H33N-05:
Evidence low-frequency climate variability mode in the North American Monsoon System as diagnosed by a WRF dynamically downscaled 20th-century reanalysis

Wednesday, 17 December 2014: 2:40 PM
Carlos Mauricio Carrillo, Christopher L Castro, Hsin-I Chang and Thang Manh Luong, University of Arizona, Tucson, AZ, United States
Abstract:
Our previous work considered North American monsoon climate variability with a monsoon-sensitive network of tree-ring chronologies in the Southwest. We were able to identify a very low-frequency centennial scale climate signal responsible for megadroughts of the past four centuries. Here we continue to investigate very low-frequency climate variability within the context of a twentieth-century atmospheric reanalysis that has been dynamically downscaled with the Weather Research and Forecasting (WRF) model. We apply several different matrix methods techniques to these data to identify dominant and statistical significant spatiotemporal cool and warm season precipitation patterns. Our main question of interest is to ascertain whether the major western U.S. droughts in the last 140 years are driven by very low-frequency climate variability on the decadal to centennial time scale.
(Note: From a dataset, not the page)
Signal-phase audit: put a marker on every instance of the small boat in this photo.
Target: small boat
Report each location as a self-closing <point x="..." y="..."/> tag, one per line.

We present evidence that the answer to this question is affirmative and that major droughts are tied to coherent changes in atmospheric circulation at a planetary scale in this very-low frequency regime. Use of a regional atmospheric model is necessary to resolve the spatial variability in precipitation patterns that are associated with the droughts. The downscaled 20th century reanalysis product is thus suitable to be applied to a hydrologic model to estimate impacts of historical dry and wet periods in the 20th century on water resources.